La CNIL recommande aux employeurs de tolérer un usage raisonnable, à titre extraprofessionnel, d'Internet, c'est-à-dire non susceptible d'amoindrir les conditions d'accès professionnel au réseau et ne mettant pas en cause la productivité. Elle rappelle par ailleurs qu'aucune disposition légale n'interdit à l'employeur de fixer les conditions et limites de l'utilisation d'Internet par les salariés. De telles mesures ne constituent pas, en soi, des atteintes à la vie privée. Des mesures de prévention et des prescriptions légitimes dictées par l'exigence de sécurité de l'entreprise peuvent ainsi être mises en place (rapport du 5 février 2002). En pratique, l'employeur peut élaborer une charte d'utilisation d'Internet ou encore insérer des dispositions en ce sens dans le règlement intérieur de l'entreprise.
- Quelles sont les formalités pour dénoncer un usage ?
Si la dénonciation d'un usage n'a pas à être motivée (cass. soc. 1 3 février 1996), elle doit être faite dans le respect d'une procédure définie par la jurisprudence. Ainsi, la dénonciation par l'employeur d'un usage ou d'un engagement unilatéral doit, pour être régulière, être précédée d'un préavis suffisant pour permettre des négociations et être notifiée, non seulement aux représentants du personnel, mais aussi à chaque salarié, s'il s'agit d'une disposition qui leur profite (cass. soc. 13 février 1996).
Concernant plus particulièrement le délai de préavis, il faut souligner que la dénonciation de l'usage n'est pas soumise au délai minimum de trois mois de préavis prévu pour la dénonciation d'une convention collective (cass. soc. 12 février 1997). En cas de contentieux, il revient à l'employeur de rapporter devant les juges la preuve qu'il a respecté un délai suffisant (cass. soc. 22 octobre 1996).
L'information du comité d'entreprise est une condition substantielle (cass. soc. 6 avril 1994). En outre, chaque salarié concerné par l'usage doit être prévenu individuellement (cass. soc. 7 janvier 1992).
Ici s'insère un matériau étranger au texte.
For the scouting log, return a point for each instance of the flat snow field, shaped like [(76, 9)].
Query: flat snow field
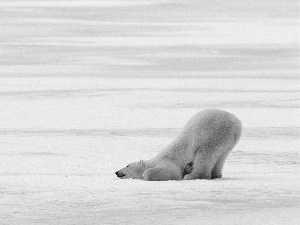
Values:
[(88, 86)]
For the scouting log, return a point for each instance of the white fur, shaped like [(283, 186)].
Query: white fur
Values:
[(206, 141)]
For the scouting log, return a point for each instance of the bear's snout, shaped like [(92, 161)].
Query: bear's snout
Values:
[(120, 174)]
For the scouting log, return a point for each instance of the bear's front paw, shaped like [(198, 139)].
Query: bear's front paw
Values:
[(188, 177)]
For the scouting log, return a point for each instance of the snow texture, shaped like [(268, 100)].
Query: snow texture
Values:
[(89, 86)]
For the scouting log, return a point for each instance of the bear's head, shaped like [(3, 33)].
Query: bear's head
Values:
[(133, 170)]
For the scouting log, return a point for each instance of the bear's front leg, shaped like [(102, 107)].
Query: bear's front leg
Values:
[(161, 173), (201, 168)]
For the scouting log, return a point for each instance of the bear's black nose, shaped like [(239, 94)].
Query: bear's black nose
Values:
[(119, 174)]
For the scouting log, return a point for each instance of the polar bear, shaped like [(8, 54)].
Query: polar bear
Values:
[(198, 152)]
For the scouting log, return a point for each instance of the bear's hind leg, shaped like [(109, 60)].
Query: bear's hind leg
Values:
[(217, 170), (161, 173)]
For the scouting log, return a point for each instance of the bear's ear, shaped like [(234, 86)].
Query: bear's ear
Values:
[(142, 163)]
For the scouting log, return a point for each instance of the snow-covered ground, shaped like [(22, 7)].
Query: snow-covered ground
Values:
[(89, 86)]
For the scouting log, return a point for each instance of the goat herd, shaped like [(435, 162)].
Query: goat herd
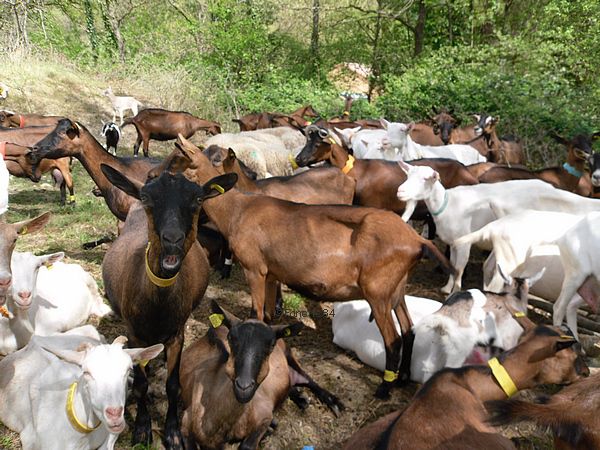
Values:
[(336, 232)]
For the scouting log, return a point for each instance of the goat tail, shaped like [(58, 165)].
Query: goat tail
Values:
[(429, 249), (503, 412)]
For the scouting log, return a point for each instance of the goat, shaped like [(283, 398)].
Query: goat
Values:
[(330, 257), (567, 176), (353, 331), (376, 180), (164, 125), (451, 403), (578, 248), (71, 139), (112, 133), (15, 332), (10, 119), (464, 209), (398, 136), (78, 371), (122, 104), (40, 286), (155, 274), (234, 378), (570, 414), (451, 336)]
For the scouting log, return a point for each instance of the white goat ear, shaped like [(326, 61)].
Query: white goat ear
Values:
[(507, 278), (51, 258), (144, 354), (406, 168), (535, 278)]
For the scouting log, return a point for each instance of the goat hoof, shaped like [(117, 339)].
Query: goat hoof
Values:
[(383, 390)]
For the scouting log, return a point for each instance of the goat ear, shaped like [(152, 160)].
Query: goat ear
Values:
[(507, 278), (283, 331), (219, 185), (558, 138), (406, 168), (31, 225), (221, 315), (535, 278), (144, 354), (130, 187), (51, 258)]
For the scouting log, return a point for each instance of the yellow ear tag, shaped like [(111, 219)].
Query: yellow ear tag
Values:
[(390, 376), (217, 187), (216, 320)]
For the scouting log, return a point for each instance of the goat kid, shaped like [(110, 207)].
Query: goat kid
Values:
[(235, 377)]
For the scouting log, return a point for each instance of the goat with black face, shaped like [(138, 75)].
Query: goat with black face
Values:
[(234, 378), (155, 274)]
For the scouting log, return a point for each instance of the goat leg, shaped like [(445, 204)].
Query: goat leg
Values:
[(173, 438), (142, 431)]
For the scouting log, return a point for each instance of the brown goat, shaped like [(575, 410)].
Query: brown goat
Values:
[(321, 186), (573, 414), (567, 176), (13, 120), (448, 411), (73, 139), (155, 274), (163, 125), (377, 180), (234, 378), (336, 252)]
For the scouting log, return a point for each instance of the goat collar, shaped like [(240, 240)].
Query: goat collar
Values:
[(157, 281), (77, 424), (443, 207), (502, 377), (572, 170), (349, 165)]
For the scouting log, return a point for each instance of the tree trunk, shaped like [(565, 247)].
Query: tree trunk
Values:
[(420, 28), (314, 38)]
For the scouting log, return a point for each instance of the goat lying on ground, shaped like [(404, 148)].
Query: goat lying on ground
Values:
[(164, 125), (235, 377), (155, 274), (112, 133), (572, 414), (353, 331), (448, 411), (121, 104), (464, 209), (74, 370), (331, 256), (452, 336)]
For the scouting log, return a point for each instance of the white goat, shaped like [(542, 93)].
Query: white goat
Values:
[(67, 392), (122, 104), (15, 332), (353, 331), (54, 307), (468, 320), (579, 249), (263, 151), (464, 209), (398, 137)]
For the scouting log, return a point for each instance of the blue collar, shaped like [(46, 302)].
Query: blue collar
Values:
[(443, 207), (572, 170)]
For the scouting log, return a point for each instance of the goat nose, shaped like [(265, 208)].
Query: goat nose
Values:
[(114, 412), (244, 385)]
L'information par voie d'affichage n'est pas suffisante (cass. soc. 2 juillet 2001). La dénonciation effectuée lors d'une réunion du personnel est également insuffisante (cass. soc. 4 juillet 1995).
L'avantage résultant d'un usage n'est en principe pas incorporé au contrat de travail (cass. soc. 10 février 1998). La dénonciation de l'usage n'entraîne donc aucune modification du contrat (cass. soc. 13 février 1996) à moins que l'usage n'ait été expressément intégré dans celui-ci (cass. soc. 7 avril 1998).
Une dénonciation irrégulière est inopposable au salarié (cass. soc. 27 mai 1997). Il peut donc réclamer le bénéfice de l'avantage résultant de l'usage jusqu'à sa dénonciation ou la conclusion d'un accord d'entreprise ayant le même objet, ces deux événements ayant pour effet de mettre fin à l'usage (cass. soc. 16 décembre 1998).
- Les salariés titulaires d’un CDD de moins d’un mois ont-ils droit à des congés payés ?
Les salariés en CDD ont droit à une indemnité compensatrice de congés payés au titre du travail effectivement accompli durant leur contrat, peu important la durée de celui-ci dès lors que le régime des congés applicable dans l'entreprise ne leur a pas permis de les prendre effectivement (Code du Travail, article L. 122-3-3). Et ce, dès la première heure travaillée y compris en cas de rupture du contrat pendant la période d'essai (rép. Marleix, JO AN Q du 6 juin 1994, p. 2915; circ. DRT 92-14 du 29 août 1992).
Attention :L'indemnité compensatrice de congés payés doit être au moins égale au 1/10ème du total de la rémunération brute perçue par le salarié, celle-ci devant comprendre l'indemnité de fin de contrat.
- Un salarié veut partir en congé parental. Y a t-il un délai pour lui donner mon accord ?
Le congé parental d'éducation ou l'exercice d'une activité à temps partiel est un droit. Le salarié doit respecter la procédure indiquée ci-après, mais celle-ci est destinée à informer son employeur de sa décision, et non pas à lui demander son accord. L'employeur ne peut ni refuser le bénéfice du congé, ni différer le départ du salarié.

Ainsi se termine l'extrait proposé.